Kruiwagens vervoeren meer goederen van plaats naar plaats met minder kracht dan een persoon ze zou kunnen dragen. In feite zou een persoon verschillende reizen moeten maken om de items met de hand te dragen. Met behulp van de twee eenvoudige machines van de kruiwagen, de hendel en het wiel en de as, kunnen mensen tijd besparen tijdens het transport.
Kruiwagens gebruiken meer dan één eenvoudige machine om de inspanning die nodig is om een klus te klaren te verminderen, waardoor ze samengestelde machines worden. Door extra eenvoudige machines toe te voegen, spreidt u de inspanning en kracht die nodig is om de klus te klaren en kan het gereedschap meer dan één klus klaren. In dit geval kan de kruiwagen zware lasten optillen en van de ene plaats naar de andere verplaatsen.
Als hefboom kunnen kruiwagens zware lasten heffen terwijl de benodigde inspanning minimaal is. Hefbomen bestaan uit weerstandsarmen, inspanningsarmen en een draaipunt. Bij hefbomen van klasse 2, zoals de kruiwagen, bevindt de weerstandsarm zich in het midden tussen het draaipunt en de inspanningsarm. De inspanningsarmen van de kruiwagen zijn de handvatten die de persoon gebruikt om de zware last in de kruiwagen op te tillen. De kruiwagen en zijn zware last zijn de weerstandsarm die naar beneden duwt. Het wiel is het draaipunt waarmee de kruiwagen op en neer kan draaien.

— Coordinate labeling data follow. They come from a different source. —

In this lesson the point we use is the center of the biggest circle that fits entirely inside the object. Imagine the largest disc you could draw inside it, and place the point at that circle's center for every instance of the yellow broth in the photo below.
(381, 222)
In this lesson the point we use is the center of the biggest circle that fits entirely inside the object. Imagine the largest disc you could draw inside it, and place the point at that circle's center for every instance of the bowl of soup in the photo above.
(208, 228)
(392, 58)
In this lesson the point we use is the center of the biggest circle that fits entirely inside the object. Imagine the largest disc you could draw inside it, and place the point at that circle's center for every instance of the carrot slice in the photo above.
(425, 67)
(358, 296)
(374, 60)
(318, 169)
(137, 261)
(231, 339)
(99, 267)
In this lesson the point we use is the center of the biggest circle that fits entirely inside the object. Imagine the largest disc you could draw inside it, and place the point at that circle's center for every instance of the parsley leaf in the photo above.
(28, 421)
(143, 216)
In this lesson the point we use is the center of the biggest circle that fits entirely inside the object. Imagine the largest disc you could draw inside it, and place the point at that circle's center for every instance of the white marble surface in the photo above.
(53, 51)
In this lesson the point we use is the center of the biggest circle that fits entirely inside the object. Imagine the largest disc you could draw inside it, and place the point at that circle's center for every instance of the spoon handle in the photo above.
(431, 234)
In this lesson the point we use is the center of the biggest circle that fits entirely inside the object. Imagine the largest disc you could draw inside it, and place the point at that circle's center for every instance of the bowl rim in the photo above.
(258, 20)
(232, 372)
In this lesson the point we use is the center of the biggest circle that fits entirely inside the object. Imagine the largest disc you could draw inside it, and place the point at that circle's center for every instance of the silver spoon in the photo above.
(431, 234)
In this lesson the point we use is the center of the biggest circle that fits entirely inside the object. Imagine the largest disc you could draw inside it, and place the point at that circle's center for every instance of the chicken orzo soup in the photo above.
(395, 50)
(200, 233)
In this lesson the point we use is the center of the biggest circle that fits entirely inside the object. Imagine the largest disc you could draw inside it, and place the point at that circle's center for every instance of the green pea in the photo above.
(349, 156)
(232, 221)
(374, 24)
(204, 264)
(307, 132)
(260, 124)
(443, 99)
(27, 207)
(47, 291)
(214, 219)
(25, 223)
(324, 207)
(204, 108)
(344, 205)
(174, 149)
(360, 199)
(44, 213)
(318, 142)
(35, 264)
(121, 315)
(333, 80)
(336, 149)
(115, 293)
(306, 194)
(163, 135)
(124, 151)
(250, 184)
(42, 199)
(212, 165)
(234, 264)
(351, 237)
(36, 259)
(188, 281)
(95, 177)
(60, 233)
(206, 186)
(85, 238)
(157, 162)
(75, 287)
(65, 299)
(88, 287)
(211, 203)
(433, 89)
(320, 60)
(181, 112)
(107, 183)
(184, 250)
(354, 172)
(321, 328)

Kruiwagens hebben een wiel op het draaipunt met een kleinere, cilindrische as in het midden. Het wiel en de as van de kruiwagen helpen hem te bewegen zonder wrijving, waardoor hij gemakkelijker kan worden geduwd en getrokken. Zoals bij alle wiel- en asassemblages, hebben het wiel en de as van de kruiwagen een maatverhouding die overeenkomt met de hoeveelheid kracht die op de as wordt uitgeoefend en de afstand die het wiel aflegt. De straal van het wiel kan bijvoorbeeld 10 keer groter zijn dan die van de as. Wanneer er kracht op de as van de kruiwagen wordt uitgeoefend (door de kruiwagen te duwen), doet de as 10 keer meer werk, maar legt hij een tiende van de afstand af. Wanneer het wiel draait, bedekt het 10 keer meer grond dan de as zou doen als het op de grond zou rijden. Het wiel vereist echter slechts een tiende van de inspanning die erop wordt geleverd.